Fabcaro ou l’équilibre des doutes

J’avais évoqué il y a quelques post de cela mes coups de cœur des jeunes comiques graphiques. Pour poursuivre dans cette exploration de mes plaisirs d’amateur d’humour fin et sophistiqué, j’aimerais vous parler d’un de mes auteurs comiques préférés : Fabcaro.

Cet article est publié parallèlement à un dossier sur du9 où j’analyse le comique chez Fabcaro

Fabcaro-2012Être un grand admirateur de Fabcaro m’a toujours donné l’impression d’appartenir à une élite secrète de connaisseurs éclairés. Peut-être est-ce parce qu’il aime, dans ses albums et dans les interviews, souligner que son public est « restreint et fidèle », pour reprendre les termes d’une interview de Maël Rannou1. Sur la couverture d’On est pas là pour réussir (La Cafetière, 2012), album sur le monde de la bande dessinée, il se montre seul à sa table de dédicace, caché derrière la file d’attente de son voisin. De quoi entretenir le mythe (?) d’un auteur rare dont les albums connaissent des tirages limités mais capable de rassembler autour de lui un petit noyau de lecteurs acharnés. Il y a là un peu de l’archétype de « l’auteur alternatif ». Il serait toutefois dommage de le réduire à cette posture décalée : ses premiers travaux, certes alimentaires, ont prouvé qu’il savait aussi s’adresser à un public plus large. Il faut rappeler qu’il est aussi écrivain, et qu’il a publié son seul roman, Figurec, dans l’illustre collection blanche de Gallimard en 2006, ce qui n’est pas la moindre des reconnaissances littéraires. En réalité, être lecteur de Fabcaro, c’est aller de surprises en surprises, découvrir à chaque fois de nouveaux pans de son œuvre soigneusement cachés, aimer certains de ses albums, en éviter d’autres, mais dans tous les cas apprécier l’humilité constante qu’il met dans son travail comme une marque de qualité.

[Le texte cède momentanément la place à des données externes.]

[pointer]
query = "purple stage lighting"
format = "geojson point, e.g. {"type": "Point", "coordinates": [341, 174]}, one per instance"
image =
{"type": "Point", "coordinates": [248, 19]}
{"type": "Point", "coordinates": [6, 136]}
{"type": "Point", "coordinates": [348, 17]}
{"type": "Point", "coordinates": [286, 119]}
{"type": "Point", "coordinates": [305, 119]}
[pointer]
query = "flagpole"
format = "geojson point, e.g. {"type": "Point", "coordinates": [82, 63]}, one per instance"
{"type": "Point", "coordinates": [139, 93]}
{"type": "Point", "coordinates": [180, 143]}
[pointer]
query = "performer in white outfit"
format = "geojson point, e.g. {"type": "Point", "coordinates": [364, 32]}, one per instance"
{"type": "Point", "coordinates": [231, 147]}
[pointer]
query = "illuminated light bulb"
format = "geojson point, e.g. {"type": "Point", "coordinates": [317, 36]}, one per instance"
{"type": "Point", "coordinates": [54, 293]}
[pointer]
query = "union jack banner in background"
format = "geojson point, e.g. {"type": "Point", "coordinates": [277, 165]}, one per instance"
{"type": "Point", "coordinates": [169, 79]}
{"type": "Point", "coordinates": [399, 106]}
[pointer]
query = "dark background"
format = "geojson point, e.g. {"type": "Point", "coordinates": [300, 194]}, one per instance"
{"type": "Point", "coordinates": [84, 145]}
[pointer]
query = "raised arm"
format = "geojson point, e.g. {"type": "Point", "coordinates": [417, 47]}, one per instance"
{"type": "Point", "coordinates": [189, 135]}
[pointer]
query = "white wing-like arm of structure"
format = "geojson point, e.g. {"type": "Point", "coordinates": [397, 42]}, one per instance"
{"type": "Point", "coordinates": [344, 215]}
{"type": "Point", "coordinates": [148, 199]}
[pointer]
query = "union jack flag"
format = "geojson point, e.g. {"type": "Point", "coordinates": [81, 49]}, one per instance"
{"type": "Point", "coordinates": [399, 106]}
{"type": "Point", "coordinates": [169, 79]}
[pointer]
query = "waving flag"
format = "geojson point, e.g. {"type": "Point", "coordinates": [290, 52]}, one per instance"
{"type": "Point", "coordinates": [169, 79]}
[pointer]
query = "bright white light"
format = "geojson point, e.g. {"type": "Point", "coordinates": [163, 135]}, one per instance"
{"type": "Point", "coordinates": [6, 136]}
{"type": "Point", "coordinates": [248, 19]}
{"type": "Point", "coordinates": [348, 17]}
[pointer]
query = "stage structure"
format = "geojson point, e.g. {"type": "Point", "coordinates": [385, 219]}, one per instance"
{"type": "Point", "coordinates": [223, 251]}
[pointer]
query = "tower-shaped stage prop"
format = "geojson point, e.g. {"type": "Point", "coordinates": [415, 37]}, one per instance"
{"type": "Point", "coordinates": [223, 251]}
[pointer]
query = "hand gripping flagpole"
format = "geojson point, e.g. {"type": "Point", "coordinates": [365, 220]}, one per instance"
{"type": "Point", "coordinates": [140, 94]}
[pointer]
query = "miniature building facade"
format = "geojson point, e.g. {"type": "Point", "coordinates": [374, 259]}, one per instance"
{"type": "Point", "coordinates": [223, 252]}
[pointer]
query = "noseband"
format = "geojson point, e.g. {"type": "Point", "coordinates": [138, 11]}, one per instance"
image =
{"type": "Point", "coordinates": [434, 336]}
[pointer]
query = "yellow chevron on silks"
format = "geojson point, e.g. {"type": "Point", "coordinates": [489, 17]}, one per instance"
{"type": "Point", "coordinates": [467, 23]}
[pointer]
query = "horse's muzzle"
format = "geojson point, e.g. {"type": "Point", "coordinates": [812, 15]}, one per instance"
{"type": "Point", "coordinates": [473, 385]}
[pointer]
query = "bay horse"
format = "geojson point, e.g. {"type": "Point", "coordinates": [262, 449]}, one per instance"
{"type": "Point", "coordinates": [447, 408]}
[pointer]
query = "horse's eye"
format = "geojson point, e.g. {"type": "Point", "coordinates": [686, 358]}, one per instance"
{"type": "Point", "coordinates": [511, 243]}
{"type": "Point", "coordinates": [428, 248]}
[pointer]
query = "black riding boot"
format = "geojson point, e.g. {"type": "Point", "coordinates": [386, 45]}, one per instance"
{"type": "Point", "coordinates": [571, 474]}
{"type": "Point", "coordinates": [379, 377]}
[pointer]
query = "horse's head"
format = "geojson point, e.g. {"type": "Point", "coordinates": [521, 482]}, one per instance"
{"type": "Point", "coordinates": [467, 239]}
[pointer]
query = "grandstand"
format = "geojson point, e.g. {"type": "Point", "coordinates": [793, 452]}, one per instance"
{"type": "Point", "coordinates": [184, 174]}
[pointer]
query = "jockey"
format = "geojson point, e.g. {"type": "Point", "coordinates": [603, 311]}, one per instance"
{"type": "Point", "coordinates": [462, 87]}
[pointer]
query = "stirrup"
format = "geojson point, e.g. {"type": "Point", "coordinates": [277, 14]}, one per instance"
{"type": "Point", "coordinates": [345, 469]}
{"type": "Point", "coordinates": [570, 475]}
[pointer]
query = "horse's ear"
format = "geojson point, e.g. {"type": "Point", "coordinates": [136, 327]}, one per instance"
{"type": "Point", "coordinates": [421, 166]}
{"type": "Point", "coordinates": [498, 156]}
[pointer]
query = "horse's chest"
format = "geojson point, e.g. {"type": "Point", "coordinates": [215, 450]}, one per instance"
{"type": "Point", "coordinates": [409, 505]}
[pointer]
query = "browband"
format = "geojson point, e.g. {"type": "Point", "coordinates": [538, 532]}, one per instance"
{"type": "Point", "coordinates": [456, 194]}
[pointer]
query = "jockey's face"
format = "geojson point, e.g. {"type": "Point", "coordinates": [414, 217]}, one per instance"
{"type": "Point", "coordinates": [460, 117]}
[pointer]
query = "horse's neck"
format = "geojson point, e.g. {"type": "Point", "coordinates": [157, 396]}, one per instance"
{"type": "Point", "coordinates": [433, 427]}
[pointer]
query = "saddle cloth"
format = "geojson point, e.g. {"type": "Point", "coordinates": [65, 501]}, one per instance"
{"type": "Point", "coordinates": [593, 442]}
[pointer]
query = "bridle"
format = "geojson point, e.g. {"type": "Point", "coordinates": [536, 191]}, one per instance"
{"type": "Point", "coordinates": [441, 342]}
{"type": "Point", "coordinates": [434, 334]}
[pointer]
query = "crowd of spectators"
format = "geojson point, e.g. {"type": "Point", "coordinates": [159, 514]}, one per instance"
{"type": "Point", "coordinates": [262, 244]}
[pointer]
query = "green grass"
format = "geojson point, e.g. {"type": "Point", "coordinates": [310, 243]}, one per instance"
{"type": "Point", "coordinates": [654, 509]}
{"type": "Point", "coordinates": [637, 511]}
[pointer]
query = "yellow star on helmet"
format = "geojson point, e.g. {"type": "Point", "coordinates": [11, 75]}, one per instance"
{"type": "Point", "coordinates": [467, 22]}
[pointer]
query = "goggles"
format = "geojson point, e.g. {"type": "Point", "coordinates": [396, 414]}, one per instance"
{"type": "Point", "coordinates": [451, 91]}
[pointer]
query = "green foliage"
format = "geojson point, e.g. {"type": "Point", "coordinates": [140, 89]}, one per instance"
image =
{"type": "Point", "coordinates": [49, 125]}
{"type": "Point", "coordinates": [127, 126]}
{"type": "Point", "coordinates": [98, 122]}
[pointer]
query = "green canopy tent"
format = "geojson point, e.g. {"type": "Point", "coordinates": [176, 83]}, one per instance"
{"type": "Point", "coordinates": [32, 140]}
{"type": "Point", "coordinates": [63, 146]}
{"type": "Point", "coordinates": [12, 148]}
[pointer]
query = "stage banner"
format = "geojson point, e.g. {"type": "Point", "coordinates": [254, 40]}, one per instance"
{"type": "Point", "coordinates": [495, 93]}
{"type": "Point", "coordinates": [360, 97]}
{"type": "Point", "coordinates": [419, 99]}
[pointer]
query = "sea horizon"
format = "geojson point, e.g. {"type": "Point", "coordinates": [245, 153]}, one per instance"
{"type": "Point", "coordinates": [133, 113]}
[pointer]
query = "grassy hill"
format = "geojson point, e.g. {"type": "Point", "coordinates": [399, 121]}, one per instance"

Ajoutez à cela que se renseigner sur Fabcaro n’est pas forcément évident de prime abord… On trouve certes sur le web un entretien daté de 2009, un autre de la même année par Tobhias Willis dans Jade, et un dernier plus récent de 2013 par Maël Rannou pour du9. Mais pas de site web, et l’article Wikipédia le concernant est « insufisamment détaillé ou incomplet ». De toute évidence, Fabcaro n’est pas un auteur visible mais, pourtant, il est un auteur présent car sa bibliographie sur bédéthèque.com recense une vingtaine de titres publié depuis 2005 dont la série Amour, passion et CX Diesel avc James que j’ai déjà pu évoqué sur ce blog. Il me semblait donc légitime d’évoquer sa carrière et, je l’espère, vous donner envie d’aller plus loin.

On peut, grossièrement, distinguer trois parties dans le travail d’auteur de bande dessinée de Fabcaro. Une partie de sa production est constituée de travaux de commande réalisés, comme scénariste et sous le pseudonyme de Fab, pour les éditions Jungle (Les annonces en BD, Les Marseillais). N’ayant pas lu ces albums je serais bien en peine de vous les décrire… Ce sera donc principalement le reste de son œuvre qui va m’intéresser.

Une partie est publiée dans de petites maisons d’édition : Fabcaro est un habitué des maisons « historiques » de l’édition alternative que sont 6 pieds sous terre et La Cafetière, mais on va également le retrouver chez de plus petits et plus récents éditeurs comme Vide Cocagne, Même pas mal, Altercomics ou Ottoprod. Sans oublier ses débuts à Psikopat dans les années 2000. Une autre partie de sa carrière, plus récente, se déroule chez de plus « gros » éditeurs historiquement plus installés : Le Lombard, Glénat, Dargaud et Audie/Fluide Glacial (et à travers lui le groupe Flammarion). Un profil plutôt classique qui est celui de beaucoup d’auteurs ayant débuté dans l’édition alternative et qui, au gré des projets, circulent d’un milieu éditorial à l’autre. Chez Fabcaro, cette distinction recouvre aussi une différence thématique puisque ses travaux dans l’édition alternative sont généralement des one shot plus personnels voire autobiographiques tandis que pour les gros éditeurs il se concentre sur des séries à gags plus traditionnelles. Rien de très original là-dedans, à deux exceptions près. D’une part, comme d’autres de ses confrères (je pense à Alex Baladi), Fabcaro continue de publier dans des fanzines, couvrant ainsi tout le spectre de l’édition de bandes dessinées. D’autre part, comme le rappelle Maël Rannou, il a entrepris depuis 2011 une spécialisation dans la scénarisation au service d’autres dessinateurs : James, Fabrice Erre et Gilles Rochier, notamment, qui sont aussi des auteurs réguliers de 6 pieds sous terre. Il déclare d’ailleurs à ce propos : « Je ne me sens pas dessinateur, je me sens avant tout narrateur. ». la part « scénaristique » de son travail, curieusement, constitue comme un retour aux pratiques de ses travaux plus alimentaires pour Jungle, mais de façon beaucoup plus assumée, comme si le passage par des projets d’auteur complet avait été nécessaire pour qu’il se façonne une patte « personnelle » de scénariste.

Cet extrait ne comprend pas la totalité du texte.